Tools to managing your finance

I've always wondered how highly successfuly people manage all their CC bills, finances and any other bills. I have over 10 CCs and 3 bank accounts and have several bills.

 

I am tired of doing all of that manually and keeping tracking. It is taking a toll on me. Almost becoming a full time job.

 

How do you manage yours and make sure you dont miss any payments and is there a tool that you recommend?

 

Thank you v much!

Message 1 of 50
49 REPLIES 49
Anonymous
Not applicable

Re: Tools to managing your finance

The #1 recommendation you're going to get here is to embrace autopay.

Message 2 of 50
Anonymous
Not applicable

Re: Tools to managing your finance

The problem with autopay is, I don't know how much $ to set in auto-pay in order to manage proper utilization. E.g; if I spend $100 on one CC and my autopay on that is $110. I will end up paying $10 over. Some time the spend could be really HIGH too.

 

How do you fix that issue?

Message 3 of 50
rbentley
Established Contributor

Re: Tools to managing your finance

A couple of suggestions:
1). Contact your card accounts and have them move your due dates to a uniform date. I have mine equally divided to a date 7 days past my bi-weekly pay checks.
2). Use a service like Prisim or Mint to monitor and notify you of upcoming due dates, deposits and low balances.

Message 4 of 50
iced
Valued Contributor

Re: Tools to managing your finance

My personal solution is to put any bill that can be paid via CC on a CC and set those bills to autopay.
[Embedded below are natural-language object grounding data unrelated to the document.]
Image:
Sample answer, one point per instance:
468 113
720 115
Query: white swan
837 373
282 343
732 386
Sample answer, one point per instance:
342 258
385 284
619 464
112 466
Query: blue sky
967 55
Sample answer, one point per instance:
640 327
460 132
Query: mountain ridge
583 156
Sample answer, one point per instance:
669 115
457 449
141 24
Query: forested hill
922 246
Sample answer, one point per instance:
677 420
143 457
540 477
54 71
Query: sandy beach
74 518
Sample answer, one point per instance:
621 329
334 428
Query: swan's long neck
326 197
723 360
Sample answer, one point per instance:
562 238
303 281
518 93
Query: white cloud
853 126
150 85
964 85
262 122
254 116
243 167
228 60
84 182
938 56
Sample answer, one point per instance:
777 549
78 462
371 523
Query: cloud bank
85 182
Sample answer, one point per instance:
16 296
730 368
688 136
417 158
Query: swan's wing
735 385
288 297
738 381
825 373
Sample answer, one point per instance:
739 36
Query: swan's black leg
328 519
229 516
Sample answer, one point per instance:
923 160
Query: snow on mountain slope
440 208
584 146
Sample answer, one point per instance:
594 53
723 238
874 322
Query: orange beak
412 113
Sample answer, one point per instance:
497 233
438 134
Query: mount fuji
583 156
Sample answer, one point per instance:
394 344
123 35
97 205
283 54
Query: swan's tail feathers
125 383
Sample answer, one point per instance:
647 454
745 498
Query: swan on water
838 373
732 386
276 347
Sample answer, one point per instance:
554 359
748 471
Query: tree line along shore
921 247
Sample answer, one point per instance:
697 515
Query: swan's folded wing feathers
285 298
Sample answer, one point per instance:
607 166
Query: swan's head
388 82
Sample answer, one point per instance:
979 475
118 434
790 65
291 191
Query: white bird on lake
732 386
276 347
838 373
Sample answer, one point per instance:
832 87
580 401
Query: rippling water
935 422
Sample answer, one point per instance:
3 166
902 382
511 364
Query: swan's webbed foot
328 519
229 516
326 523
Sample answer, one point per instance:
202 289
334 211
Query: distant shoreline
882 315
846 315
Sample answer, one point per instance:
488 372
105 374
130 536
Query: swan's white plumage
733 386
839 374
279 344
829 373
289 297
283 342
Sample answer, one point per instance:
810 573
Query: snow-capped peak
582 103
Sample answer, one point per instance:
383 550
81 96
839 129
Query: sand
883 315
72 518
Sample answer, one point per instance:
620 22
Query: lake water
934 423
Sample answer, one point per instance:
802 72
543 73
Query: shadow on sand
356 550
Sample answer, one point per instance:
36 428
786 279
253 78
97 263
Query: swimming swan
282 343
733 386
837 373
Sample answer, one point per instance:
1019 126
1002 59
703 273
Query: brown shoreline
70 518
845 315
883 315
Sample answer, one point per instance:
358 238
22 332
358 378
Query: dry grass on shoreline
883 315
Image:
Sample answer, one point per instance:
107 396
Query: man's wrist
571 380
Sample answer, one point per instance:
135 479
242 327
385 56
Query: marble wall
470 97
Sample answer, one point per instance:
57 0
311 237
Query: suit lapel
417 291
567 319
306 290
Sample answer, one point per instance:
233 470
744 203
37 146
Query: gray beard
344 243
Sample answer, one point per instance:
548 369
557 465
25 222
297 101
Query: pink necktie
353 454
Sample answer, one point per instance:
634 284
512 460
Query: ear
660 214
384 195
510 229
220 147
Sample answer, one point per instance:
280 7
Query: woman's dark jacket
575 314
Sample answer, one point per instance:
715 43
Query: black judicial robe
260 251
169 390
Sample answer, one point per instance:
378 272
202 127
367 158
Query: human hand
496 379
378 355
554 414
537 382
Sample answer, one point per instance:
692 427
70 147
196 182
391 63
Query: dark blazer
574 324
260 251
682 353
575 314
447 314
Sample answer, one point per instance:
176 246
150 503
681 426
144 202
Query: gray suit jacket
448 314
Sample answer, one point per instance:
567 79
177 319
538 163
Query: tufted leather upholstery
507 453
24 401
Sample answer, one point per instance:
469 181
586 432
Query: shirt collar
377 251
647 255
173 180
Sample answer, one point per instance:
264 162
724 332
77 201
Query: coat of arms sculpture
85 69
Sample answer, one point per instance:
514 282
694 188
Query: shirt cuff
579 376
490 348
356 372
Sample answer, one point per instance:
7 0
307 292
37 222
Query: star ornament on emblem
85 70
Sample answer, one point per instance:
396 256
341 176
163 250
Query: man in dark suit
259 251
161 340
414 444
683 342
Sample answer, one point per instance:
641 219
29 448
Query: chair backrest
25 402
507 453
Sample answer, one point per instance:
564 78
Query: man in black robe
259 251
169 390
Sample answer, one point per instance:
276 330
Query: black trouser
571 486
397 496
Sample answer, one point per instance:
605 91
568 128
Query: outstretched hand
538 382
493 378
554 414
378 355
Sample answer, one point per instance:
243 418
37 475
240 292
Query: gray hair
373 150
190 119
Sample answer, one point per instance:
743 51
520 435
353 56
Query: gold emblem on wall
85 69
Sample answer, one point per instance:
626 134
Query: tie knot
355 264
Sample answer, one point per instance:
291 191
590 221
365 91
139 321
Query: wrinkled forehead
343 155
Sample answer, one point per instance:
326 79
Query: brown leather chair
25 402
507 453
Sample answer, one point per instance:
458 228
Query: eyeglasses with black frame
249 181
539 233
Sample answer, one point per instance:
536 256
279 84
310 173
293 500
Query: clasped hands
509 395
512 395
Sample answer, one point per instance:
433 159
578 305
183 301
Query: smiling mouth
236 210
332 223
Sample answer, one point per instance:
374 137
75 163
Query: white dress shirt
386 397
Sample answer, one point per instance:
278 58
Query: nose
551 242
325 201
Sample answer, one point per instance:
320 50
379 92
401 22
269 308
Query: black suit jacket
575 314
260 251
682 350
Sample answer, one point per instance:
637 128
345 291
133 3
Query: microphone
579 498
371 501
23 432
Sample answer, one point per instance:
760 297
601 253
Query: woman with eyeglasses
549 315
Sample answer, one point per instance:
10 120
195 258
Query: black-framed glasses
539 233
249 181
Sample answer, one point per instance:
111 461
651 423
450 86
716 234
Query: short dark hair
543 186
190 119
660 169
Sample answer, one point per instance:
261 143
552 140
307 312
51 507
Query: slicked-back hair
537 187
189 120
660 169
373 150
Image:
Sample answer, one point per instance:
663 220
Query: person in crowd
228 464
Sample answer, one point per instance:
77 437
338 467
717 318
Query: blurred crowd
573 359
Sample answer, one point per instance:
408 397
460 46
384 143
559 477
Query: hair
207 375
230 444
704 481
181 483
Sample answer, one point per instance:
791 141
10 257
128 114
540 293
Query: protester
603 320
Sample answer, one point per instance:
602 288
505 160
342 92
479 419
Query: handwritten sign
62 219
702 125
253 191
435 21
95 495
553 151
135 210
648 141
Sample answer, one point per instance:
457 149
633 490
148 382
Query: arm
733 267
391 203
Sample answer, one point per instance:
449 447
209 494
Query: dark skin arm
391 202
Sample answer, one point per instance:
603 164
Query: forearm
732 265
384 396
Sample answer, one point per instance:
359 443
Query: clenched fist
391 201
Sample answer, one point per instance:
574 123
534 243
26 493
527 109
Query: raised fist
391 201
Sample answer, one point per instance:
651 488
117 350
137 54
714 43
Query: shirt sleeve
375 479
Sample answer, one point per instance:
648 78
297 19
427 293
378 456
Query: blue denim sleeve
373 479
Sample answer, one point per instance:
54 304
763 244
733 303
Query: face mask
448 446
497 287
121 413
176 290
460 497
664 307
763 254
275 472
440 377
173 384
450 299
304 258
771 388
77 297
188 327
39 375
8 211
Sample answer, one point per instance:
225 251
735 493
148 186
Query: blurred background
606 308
The remaining bills I also do autopay for out of checking, though in my case these types of bills are static most of the time so I know in advance how much needs to be in checking for those to clear (mortgage, car payment, and only the mortgage amount changes year to year as property taxes change).

 

This approach drops me from managing 7-8 monthly expenses to managing 2 cards. As a safety net, you can set up autopay for the minimum due for those rare times when you don't remember to PIF before the due date.

Message 5 of 50
Anonymous
Not applicable

Re: Tools to managing your finance


@Anonymous wrote:

The problem with autopay is, I don't know how much $ to set in auto-pay in order to manage proper utilization. E.g; if I spend $100 on one CC and my autopay on that is $110. I will end up paying $10 over. Some time the spend could be really HIGH too.

 

How do you fix that issue?


For the autopay on some cards you will have the option of paying the current balance, rather than the statement balance.  If you chose the current balance then you'd be much more likely to have your total utilization very low (e.g. 1-5%), as long as you chose statement balance on one card.

 

The more relevant question is why you'd want your utilization hyperlow at all times.  A very low utilization makes sense in the 40 days prior to applying for credit, but surely you are not applying for credit all the time.  Increasing your total credit limit to a reasonable level (via CLIs, etc.) plus setting your cards to PIF the statement balance should solve the problem.  You can tweak that by setting a few cards to PIF the current balance.  And finally if you spend a huge amount on one card, far more than usual, you'll know that and can simply make one manual payment.

 

 

Message 6 of 50
Priory_Man
Valued Contributor

Re: Tools to managing your finance

Autopay set to "pay statement balance" 15 days after close.
If I for some reason have to make a big purchase I will edit my autopay for that card for one month only to a "custom amount".






"Total revolving credit $286,000 Current UTIL >1%"
Message 7 of 50
Anonymous
Not applicable

Re: Tools to managing your finance

I've been thinking about giving mint.com a try. How has your experience been with them? 

Message 8 of 50
rbentley
Established Contributor

Re: Tools to managing your finance

Mint is good.  I prefer Prisim just because of the interface and the ease of paying from there.  It really is a matter of personal preference.  Both do the same job.

Message 9 of 50
Anonymous
Not applicable

Re: Tools to managing your finance

1. All bills that can be paid by CC is set to autopay from CCs. Car, dental, health insurance ...etc..

 

2. All bills that can't be paid by CC is set to autopay from one of my checking accounts. Mortgage, utility, water/sewer...etc..

 

3. All bills that doesn't accept autopay is paid by auto billpay from checking, I only have one, homeowner association fee.

 

4. (Optional) Assuming you have some savings put away, setup a high yield checking account that pays 3-5% APY up to a maximum cap (ie 10k-30k) with some monthly requirements (ie debit card transactions), use this checking account as your payment account for all your CCs. Since this account will always have a balance close to the maximum cap, it removes the possibility of insufficient funds/returned payment and eliminates the need to scramble funds from savings to checking prior to CC autopays. The 2 accounts I recommend are WyHy FCU (15k/12 debit) and Orion FCU (30k/8 debits).

 

5. Set all CCs on autopay to pay the full statement balance on or before due date pulling from the rewards checking above (or regular checking), you can still make extra manual payments on top of the autopay if you wish/need (micromanage UTI before credit app/large purchases...etc.), most autopay systems are smart enough to automatically adjust autopay based on manual payments but there are some exceptions where autopay will still pull the statement balance after manual payments, you will need to either adjust autopay (ie CapOne) or cancel autopay then reset autopay after making manual payments (ie PenFed).

 

6. Like already suggested above, money management software will help greatly in monitoring all accounts if you have a lot of CCs and deposit accounts, I use Mint, it gives me realtime monitoring of all CC/deposit account transactions.